POWER POINT

A mistimed strike

Whose clever idea was it to launch a CBI raid against the Kolkata Police commissioner even before the budget sops could be celebrated by the BJP? On Monday, ministers and ruling party MPs wondered who had asked the CBI to go with a heavy hand in the eastern state, pushing out the heady effects of the interim budget off television news bulletins and newspaper front pages. Ministers dealing with the uniformed forces, like Home Minister Rajnath Singh and Minister of State for the Prime Minister’s Office Jitendra Singh (who deals with the CBI), shrugged their shoulders. The MPs wondered why the raid could not wait for another week, till the end of the budget session. More than the raid and the case, the timing became a subject of intense discussion in political circles.

Of course, the opposition claimed the raids were a move to divert attention from the serious damage done by the National Sample Survey Office document, which had said job growth last year was the worst in 45 years. There were also murmurs that the “clever strategists” of the ruling dispensation—Prime Minister Narendra Modi and BJP president Amit Shah—had deliberately poked the opposition in the eye, so that any fallout of the CAG report on the Rafale deal could be diverted.

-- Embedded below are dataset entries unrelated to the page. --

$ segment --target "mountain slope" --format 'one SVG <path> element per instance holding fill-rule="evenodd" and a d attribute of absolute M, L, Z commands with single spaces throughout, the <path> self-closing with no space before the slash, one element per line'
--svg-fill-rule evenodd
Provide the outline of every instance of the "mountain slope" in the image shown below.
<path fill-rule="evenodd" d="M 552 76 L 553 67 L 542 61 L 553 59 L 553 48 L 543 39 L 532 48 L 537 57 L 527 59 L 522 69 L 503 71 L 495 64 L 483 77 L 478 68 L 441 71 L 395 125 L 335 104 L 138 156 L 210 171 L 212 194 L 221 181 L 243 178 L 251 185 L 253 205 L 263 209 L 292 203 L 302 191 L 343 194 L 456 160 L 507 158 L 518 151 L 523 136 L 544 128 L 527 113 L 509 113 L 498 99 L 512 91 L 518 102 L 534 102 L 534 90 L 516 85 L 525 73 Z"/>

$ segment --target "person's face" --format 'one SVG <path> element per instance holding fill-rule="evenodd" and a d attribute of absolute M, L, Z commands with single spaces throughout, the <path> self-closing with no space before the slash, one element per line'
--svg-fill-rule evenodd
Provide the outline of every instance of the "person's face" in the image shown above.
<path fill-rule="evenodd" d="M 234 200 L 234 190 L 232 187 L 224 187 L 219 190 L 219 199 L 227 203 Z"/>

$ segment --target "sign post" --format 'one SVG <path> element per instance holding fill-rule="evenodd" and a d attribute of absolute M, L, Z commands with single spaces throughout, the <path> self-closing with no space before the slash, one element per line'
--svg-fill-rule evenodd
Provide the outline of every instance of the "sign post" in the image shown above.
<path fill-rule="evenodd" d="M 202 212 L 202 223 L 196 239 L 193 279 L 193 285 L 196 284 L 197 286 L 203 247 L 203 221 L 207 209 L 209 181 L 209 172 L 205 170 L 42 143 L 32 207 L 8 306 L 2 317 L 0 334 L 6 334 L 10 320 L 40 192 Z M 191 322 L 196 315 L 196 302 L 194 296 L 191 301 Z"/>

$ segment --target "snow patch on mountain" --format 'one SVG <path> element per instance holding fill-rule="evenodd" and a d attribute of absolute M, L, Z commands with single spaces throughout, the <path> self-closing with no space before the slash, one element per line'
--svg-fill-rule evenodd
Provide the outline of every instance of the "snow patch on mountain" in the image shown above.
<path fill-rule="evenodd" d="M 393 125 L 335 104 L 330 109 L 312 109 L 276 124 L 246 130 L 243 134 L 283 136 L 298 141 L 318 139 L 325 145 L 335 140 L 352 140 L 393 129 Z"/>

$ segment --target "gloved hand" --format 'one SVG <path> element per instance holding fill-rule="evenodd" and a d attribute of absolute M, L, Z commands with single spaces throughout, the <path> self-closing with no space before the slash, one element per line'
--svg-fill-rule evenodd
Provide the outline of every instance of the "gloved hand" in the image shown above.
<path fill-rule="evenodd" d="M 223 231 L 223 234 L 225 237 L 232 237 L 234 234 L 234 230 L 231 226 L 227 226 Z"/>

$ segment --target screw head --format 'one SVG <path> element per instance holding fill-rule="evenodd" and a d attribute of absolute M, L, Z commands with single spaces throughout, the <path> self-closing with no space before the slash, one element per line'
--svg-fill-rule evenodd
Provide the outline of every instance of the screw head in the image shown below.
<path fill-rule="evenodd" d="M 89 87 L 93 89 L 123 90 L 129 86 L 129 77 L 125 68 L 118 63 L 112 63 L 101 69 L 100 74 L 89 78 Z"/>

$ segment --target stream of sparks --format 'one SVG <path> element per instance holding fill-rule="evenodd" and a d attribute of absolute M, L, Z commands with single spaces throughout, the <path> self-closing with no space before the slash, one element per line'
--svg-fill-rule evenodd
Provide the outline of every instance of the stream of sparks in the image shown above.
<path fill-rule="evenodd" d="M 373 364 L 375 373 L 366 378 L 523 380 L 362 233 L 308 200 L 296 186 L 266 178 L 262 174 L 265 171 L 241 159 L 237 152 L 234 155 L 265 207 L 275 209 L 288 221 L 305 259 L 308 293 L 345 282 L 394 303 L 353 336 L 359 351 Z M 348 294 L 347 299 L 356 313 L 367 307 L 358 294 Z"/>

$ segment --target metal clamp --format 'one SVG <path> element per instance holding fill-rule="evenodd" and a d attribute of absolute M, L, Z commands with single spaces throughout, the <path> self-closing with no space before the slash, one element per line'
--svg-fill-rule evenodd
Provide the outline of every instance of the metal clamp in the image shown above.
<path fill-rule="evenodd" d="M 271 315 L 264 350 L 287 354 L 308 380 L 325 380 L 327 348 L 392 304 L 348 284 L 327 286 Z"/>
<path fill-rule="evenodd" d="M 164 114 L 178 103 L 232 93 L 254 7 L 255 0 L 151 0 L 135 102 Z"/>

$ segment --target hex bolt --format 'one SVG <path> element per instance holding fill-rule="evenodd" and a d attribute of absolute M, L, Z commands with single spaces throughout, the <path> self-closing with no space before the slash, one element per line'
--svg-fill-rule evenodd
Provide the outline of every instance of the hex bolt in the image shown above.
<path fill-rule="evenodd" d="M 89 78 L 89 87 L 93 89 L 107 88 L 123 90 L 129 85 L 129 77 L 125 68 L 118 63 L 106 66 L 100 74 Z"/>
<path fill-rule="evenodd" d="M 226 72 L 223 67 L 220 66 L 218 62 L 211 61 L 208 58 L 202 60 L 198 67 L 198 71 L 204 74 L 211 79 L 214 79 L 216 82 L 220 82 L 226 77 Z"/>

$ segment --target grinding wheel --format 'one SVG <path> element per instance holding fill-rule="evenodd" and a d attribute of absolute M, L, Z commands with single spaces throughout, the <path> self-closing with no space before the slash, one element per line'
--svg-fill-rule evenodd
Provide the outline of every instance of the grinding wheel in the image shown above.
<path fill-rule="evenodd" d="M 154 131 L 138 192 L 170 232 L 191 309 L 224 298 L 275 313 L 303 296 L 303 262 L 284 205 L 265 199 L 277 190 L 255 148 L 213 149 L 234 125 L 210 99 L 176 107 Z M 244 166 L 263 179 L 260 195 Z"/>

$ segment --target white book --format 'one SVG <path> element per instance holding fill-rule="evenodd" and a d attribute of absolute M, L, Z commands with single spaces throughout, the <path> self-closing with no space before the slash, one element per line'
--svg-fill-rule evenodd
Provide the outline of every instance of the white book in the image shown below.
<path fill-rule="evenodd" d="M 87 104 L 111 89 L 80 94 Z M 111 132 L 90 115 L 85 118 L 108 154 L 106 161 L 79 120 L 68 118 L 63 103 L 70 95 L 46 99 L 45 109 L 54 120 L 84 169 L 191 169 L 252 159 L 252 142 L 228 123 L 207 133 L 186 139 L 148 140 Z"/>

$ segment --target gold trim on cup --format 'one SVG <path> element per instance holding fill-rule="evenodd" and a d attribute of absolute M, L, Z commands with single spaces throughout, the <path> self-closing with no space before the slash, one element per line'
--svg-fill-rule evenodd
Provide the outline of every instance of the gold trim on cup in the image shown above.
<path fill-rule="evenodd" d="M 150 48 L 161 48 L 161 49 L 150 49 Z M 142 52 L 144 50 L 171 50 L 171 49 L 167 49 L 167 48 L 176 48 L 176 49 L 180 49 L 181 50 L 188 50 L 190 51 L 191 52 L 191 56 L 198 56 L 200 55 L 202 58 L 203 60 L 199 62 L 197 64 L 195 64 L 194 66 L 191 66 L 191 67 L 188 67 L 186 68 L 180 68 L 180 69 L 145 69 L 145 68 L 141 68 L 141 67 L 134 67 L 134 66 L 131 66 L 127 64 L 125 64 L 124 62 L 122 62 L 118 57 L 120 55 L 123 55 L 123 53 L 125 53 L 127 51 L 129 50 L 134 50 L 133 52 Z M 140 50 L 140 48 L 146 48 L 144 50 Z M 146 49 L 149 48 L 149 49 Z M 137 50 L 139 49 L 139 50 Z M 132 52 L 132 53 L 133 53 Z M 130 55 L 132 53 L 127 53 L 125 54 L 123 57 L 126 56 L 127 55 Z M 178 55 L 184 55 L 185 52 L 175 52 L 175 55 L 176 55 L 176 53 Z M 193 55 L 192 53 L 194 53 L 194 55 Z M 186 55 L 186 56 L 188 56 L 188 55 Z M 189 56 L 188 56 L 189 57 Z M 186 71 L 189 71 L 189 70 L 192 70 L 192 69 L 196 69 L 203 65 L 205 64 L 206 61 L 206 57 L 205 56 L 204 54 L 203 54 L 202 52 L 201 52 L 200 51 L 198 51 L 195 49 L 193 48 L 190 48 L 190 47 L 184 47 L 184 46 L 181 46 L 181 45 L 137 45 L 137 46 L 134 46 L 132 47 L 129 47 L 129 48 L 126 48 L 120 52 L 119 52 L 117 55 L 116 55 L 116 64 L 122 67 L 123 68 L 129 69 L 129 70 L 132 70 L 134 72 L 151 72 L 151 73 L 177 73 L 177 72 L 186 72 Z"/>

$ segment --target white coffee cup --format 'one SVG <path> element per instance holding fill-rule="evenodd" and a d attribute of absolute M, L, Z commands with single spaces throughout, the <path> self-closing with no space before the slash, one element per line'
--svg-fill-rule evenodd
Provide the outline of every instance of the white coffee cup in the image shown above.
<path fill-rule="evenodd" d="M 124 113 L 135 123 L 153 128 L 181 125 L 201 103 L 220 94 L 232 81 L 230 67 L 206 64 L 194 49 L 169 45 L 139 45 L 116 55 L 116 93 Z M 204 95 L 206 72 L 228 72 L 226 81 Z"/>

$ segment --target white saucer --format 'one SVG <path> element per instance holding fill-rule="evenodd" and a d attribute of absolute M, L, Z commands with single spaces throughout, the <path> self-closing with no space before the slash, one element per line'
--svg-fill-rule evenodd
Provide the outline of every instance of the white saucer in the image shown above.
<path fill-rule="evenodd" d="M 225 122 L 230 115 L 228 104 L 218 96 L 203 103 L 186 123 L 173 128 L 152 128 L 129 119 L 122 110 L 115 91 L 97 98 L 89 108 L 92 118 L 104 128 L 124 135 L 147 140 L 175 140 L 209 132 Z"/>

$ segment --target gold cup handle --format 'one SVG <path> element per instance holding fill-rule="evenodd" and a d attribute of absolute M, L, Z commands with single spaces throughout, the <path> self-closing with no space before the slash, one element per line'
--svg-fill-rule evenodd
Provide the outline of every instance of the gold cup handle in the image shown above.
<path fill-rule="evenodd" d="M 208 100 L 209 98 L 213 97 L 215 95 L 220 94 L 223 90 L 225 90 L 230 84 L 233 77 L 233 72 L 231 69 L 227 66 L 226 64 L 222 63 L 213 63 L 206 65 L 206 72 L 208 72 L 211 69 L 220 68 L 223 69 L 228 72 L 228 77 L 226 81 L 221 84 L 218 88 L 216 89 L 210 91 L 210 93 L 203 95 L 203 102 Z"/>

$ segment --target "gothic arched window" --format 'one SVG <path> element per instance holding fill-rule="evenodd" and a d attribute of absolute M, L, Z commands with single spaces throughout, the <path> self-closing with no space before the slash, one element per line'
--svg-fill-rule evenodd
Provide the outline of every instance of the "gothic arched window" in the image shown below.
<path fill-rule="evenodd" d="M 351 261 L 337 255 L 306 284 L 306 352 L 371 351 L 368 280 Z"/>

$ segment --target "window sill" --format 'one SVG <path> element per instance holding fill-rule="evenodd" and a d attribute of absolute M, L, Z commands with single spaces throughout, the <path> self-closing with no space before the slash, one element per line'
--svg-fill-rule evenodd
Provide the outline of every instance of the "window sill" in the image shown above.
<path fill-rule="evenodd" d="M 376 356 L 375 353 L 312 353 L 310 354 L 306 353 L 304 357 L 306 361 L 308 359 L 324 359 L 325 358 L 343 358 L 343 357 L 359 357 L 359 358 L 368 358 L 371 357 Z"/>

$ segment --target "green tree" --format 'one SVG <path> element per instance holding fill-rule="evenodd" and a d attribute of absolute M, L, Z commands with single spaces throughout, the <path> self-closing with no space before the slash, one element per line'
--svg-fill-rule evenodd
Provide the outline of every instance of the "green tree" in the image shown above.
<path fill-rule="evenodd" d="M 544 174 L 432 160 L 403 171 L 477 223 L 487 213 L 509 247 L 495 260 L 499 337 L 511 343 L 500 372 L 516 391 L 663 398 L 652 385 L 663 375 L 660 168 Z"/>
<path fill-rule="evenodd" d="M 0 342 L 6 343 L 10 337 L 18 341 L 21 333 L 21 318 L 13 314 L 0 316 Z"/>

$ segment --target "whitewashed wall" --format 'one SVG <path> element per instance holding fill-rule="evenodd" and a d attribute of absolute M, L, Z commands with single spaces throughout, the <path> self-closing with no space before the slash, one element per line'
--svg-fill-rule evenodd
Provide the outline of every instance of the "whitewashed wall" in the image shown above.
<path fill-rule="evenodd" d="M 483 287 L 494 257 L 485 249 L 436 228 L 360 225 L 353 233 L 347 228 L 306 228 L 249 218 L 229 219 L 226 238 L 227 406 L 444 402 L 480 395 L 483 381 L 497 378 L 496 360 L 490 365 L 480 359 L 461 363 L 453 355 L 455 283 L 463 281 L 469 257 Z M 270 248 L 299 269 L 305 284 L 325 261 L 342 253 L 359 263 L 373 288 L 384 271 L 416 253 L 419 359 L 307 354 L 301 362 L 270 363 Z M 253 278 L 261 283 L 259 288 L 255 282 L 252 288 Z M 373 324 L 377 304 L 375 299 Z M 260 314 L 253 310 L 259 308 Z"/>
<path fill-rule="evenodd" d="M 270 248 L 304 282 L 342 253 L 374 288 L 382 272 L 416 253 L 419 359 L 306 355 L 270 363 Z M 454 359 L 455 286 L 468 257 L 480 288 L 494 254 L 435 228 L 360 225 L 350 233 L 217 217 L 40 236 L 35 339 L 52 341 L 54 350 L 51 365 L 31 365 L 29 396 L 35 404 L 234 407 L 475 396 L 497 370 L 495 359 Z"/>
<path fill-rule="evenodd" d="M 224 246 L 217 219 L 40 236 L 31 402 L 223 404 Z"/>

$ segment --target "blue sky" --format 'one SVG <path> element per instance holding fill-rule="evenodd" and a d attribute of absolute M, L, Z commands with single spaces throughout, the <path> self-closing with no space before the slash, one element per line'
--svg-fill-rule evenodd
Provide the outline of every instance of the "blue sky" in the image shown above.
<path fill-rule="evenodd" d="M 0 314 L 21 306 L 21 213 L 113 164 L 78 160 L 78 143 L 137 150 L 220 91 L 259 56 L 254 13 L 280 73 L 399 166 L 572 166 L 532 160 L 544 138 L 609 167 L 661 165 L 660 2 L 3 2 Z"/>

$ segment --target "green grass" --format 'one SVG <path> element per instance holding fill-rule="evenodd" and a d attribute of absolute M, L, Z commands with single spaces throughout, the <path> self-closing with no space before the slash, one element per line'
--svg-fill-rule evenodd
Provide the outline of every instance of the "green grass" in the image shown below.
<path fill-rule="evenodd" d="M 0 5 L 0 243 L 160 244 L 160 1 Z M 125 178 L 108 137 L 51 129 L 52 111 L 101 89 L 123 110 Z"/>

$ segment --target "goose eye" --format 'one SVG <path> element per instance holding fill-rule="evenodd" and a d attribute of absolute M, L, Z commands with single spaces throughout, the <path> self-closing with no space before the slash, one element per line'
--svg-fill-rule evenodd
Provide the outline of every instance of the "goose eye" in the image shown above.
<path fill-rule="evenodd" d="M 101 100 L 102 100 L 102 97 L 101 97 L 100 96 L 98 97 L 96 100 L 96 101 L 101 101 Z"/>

Illustration: Bhaskaran Illustration: Bhaskaran

There is also a realisation in higher government circles that M. Nageshwar Rao, the interim CBI director, gave the go ahead for the raids, knowing well that R.K. Shukla had been appointed regular director and would take charge of the agency within 48 hours. Like sacked director Alok Verma and special director Rakesh Asthana, Rao, too, is a man of strong impulses and even stronger decisions. He stoked the fire in Kolkata, knowing it will be for Shukla to contain its fallout and take the agency forward.

But, the raid in Kolkata took the shine off the first budget presented by Piyush Goyal, one of the princelings of the BJP. The term is used by the Chinese media to describe children of prominent leaders of the Communist Party, who are groomed to make it big in the party. Goyal, a chartered accountant and son of long-time party treasurer Ved Prakash Goyal, has been one of the few second-generation politicians who have made the grade in the BJP.

The others include Dharmendra Pradhan, whose father Debendra Pradhan was a minister in A.B. Vajpayee’s government, and Jayant Sinha, whose father is former finance minister Yashwant Sinha. But, the father who vacated his Lok Sabha seat for the son in 2014 has been at odds with Modi and his team, with Arun Jaitley calling the elder Sinha an octogenarian job applicant for ministership. The elder Sinha has been critical of Modi, while the younger Sinha has defended the government. However, Jayant Sinha has not achieved higher distinction like Goyal and Pradhan for two reasons—both Goyal and Pradhan have been in party and Parliament longer. Ravi Shankar Prasad is another second-generation leader who has been a front bencher for long. His father Thakur Prasad was a prominent party leader and minister in Bihar.

Interestingly for the BJP and the opposition, there is a message from Bollywood if audience attendance is an indicator of mass support. While the film The Accidental Prime Minister, with Anupam Kher playing the role of former prime minister Manmohan Singh, had average viewership, the action drama Uri: The Surgical Strike attracted the viewers with a strong content mix of action, drama, high politics and romance. However, the political surgical strike in Bengal has overshadowed the other strikes at the moment.